We lament before Thee
the cruel necessity of war.
But what could we do?
Our dead by hundreds lie beneath the sea;[1] A reference to the sinking of the RMS Lusitania by Germany on 7 May 1915 causing the loss of 1,198 civilian lives, including 128 US Americans. 
the liberties that our sires baptized with their blood
and handed down to us in trust,
so that they are not ours alone
but all humanity’s, are torn in shreds;
and a foe is loose against us
whom we have not chosen,
whom we have not aggrieved,
and who in his will to conquer
counts solemn oaths to be but scraps of paper
and the chivalry of the seas an empty name.
We have grown weary,
to the sickness of our souls,
sitting comfortably here,
while others pour their blood like water forth
for those things
which alone
can make this earth a decent place for man to live upon.
What could we do?
With all the evils of our nation’s life,
that we acknowledge and confess with shame,
we yet plead before Thee
that we have not wanted war,
that we hate no man,
that we covet no nation’s possessions,
that we have nothing for ourselves to gain from war,
unless it be a clear conscience
and a better earth for all the nations to live and grow in.
We plead before Thee
that if patience and good will could have won the day,
we gladly should have chosen them,
and patience long since would have had her perfect work.

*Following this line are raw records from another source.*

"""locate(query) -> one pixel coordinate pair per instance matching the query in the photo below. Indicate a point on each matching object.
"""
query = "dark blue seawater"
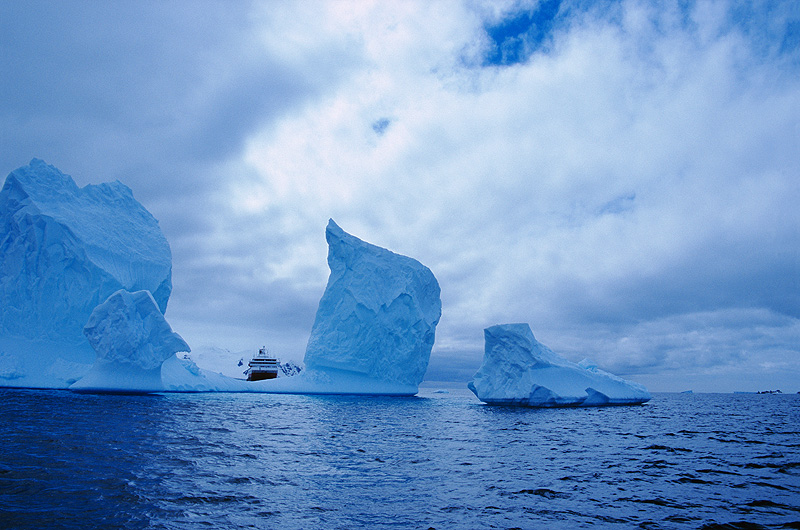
(433, 461)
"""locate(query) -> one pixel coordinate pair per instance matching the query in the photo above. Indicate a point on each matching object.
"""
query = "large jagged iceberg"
(519, 370)
(373, 333)
(132, 340)
(64, 251)
(375, 325)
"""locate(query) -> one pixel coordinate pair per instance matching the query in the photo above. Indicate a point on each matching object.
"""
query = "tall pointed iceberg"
(378, 314)
(64, 251)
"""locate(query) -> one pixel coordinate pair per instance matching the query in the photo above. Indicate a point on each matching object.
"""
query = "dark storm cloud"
(137, 90)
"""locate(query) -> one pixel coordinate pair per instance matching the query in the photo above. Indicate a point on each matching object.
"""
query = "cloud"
(619, 175)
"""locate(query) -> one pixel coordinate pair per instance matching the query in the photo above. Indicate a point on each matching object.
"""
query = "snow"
(377, 317)
(94, 256)
(132, 340)
(65, 250)
(373, 332)
(519, 370)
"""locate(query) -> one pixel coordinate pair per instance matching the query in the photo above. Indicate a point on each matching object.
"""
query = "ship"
(262, 366)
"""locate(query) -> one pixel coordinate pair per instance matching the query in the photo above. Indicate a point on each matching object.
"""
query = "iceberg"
(373, 332)
(64, 251)
(519, 370)
(375, 324)
(132, 340)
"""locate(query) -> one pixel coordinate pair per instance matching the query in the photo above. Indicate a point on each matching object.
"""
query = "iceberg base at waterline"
(519, 370)
(132, 340)
(182, 375)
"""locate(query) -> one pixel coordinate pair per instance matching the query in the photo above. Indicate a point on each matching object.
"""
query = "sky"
(622, 175)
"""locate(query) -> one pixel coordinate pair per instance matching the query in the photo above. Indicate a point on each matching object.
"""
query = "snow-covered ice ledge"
(519, 370)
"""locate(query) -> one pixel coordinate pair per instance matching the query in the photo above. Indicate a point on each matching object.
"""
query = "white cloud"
(641, 170)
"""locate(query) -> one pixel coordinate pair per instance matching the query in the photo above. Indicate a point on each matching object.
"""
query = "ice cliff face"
(377, 317)
(65, 249)
(519, 370)
(132, 340)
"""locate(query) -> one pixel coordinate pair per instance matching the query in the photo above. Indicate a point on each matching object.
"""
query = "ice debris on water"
(519, 370)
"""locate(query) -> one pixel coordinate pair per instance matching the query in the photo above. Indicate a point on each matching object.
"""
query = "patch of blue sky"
(379, 126)
(771, 26)
(514, 39)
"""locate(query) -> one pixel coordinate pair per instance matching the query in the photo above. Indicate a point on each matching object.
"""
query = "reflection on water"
(439, 460)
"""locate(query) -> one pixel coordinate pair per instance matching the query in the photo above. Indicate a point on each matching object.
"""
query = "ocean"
(438, 460)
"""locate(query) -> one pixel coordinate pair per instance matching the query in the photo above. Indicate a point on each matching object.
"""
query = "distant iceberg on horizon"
(519, 370)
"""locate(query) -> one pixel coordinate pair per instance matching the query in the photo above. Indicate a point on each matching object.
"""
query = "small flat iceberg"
(519, 370)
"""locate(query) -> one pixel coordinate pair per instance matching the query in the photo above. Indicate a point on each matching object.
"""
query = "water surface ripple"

And now we lay our hand upon our sword.
Since we must draw it, O God,
help us to play the man
and to do our part in teaching ruthlessness once for all
what it means to wake the sleeping lion
of humanity’s conscience.
Amen.

“Prayer for Our Country” by Rev. Harry Emerson Fosdick was selected by Rabbi Morris S. Lazaron for inclusion in his World War Ⅰ era prayerbook, Side Arms: Readings, Prayers and Meditations for Soldiers and Sailors (1918), on pages 27-28. The prayer is printed unchanged from its original publication in The Challenge of the Present Crisis (H.E. Fosdick 1917), pp. 46-47.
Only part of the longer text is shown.